User:Jhellingman/Post-processing work-flow

From DPWiki
Jump to navigation Jump to search

Tools mentioned in this article are available from Google Code.

1. Download text file from PGDP, and unzip locally.

2. Place in properly named directory, typically named Author/Title

At this stage I also move all previously scanned illustrations to an images directory under this directory. If they have not yet been scanned, I will do so now.

3. Add all downloaded files to revision control system

bzr add Author/Title
bzr commit

Note that after every step, and every session I work on a file, I commit my work to the repository. I will leave this out in the following description. This enables me to track the history of my edits, and recover from mistakes.

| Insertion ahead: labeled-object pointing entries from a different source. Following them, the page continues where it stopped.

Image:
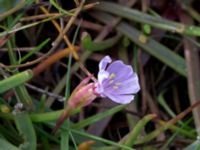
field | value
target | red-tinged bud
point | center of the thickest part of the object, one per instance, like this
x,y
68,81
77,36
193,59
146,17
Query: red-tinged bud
x,y
82,95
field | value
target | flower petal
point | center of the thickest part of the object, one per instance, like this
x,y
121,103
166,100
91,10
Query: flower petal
x,y
120,70
104,62
102,74
129,86
122,99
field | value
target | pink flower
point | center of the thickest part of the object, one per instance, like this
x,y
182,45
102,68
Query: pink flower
x,y
116,81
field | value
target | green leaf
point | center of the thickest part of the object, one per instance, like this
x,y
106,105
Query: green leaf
x,y
148,44
88,44
5,145
144,18
15,80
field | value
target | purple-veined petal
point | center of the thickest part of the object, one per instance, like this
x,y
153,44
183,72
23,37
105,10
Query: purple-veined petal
x,y
117,81
130,86
104,62
122,99
102,74
120,70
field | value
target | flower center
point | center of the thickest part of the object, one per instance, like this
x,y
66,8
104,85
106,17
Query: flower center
x,y
112,75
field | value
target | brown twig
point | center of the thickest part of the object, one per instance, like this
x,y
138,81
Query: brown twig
x,y
52,59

4. Apply an initial set of match/replace actions to turn it into a TEI file.

perl -S pgpp.pl project0123456789abc.txt > Title-0.0.tei

This tool adds a number of TEI tags that can be easily established from the proof reading and formatting outputs.

5. Add paragraph tags.

Replace \n\n([a-z'"0-9]) with \n\n<p>\1

6. Walk through all page-breaks to do the following:

  • Remove end-of-page hyphenations.
  • Move footnotes in <note> tags in-line.
  • Verify new paragraphs are properly indicated at the start of the page.
  • Add div-level and heading tagging.
  • Add block quote, poetry, table, and list tagging.
  • Resolve proofer reported issues.
  • Indicate languages on foreign language elements.

This round is the main PP-formatting round.

7. Add TEI header and footer.

In the TEI header, I include all meta data related to the book, including the PG clearance number, PGDP project number, source, transcriber notes, etc.

8. Run first processing run.

perl -S tei2html.pl Title-0.3.tei

This Perl script will do the following:

  • Convert Ad-hoc transliteration schemes for Greek, etc., to character entities (For Greek script, automatic Latin transliteration is also generated.)
  • Verify the SGML is valid SGML following the TEILite DTD. Issues are reported in Title.err
  • Convert the SGML to XML, giving Title.xml
  • Generate a word-list for the ebook in Title-words.html
  • Generate an HTML version of the ebook, Title.html
  • Run the generated HTML version through tidy, to detect possible HTML issues.
  • Generate a text version of the ebook, Title.txt
  • Run gutcheck on the text version of the ebook, giving Title.gutcheck

This script builds everything needed to verify the TEI I have is correct.

9. Fix SGML issues in the TEI file.

For this step, I walk through the Title.err, fixing all issues one-by-one. I Rerun tei2html.pl until all issues are resolved.

10. Fix issues reported by gutcheck.

Again, I will fix all issues and rerun tei2html.pl until all issues are resolved. Note that, especially in Dutch, a lot of issues reported are false positives, and need no resolution.

11. Walk through the word list.

The word-list is a large HTML file, which sorts words by language. It uses color-coding to indicate which words are not in the spelling dictionary for the current language.

The word list sorts all capitalization, hyphen, and accent variants of a word together, so if we have variation in this, it will be quickly noticed. I will walk through the list, and verify every odd thing I notice.

Besides word-lists for each language, the Title-words.html also includes a list of non-words. I verify these for odd things, such as wrongly curled quotes, and fix them.

12. Walk through the resulting HTML file.

Here I fix all formatting issues by adjusting the TEI master, and running tei2html.pl again. After this step, the HTML is ready for posting.

13. Concatenate paragraphs to single lines

perl -S catpars.pl Title-0.1.tei > Title-0.2.tei

14. Convert quotes to curly quotes

perl -S quotes.pl Title-0.2.tei > Title-0.3.tei

15. Clean up the resulting plain text file.

Here I polish the raw output of my SGML to text conversion tool. In particular tables need considerable effort to be properly aligned with the constraints of plain text.

16. Final checks of HTML and plain text.

17. Package in Title.zip file and submit to Project Gutenberg.

At this step, I also add the resulting HTML and plain text files to revision control.

18. After posting, I move my SGML master to "1.0" status, and add the posted number and date of posting to the meta data.

bzr mv Title-3.0.tei Title-1.0.tei

After completion of an ebook, I revisit them once in a while (after one or two years), and when issues are reported. I then re-process them with the latest versions of my tools, look for additional issues, and fix them when necessary. When the number of issues surpasses a certain threshold, I will repost to PG.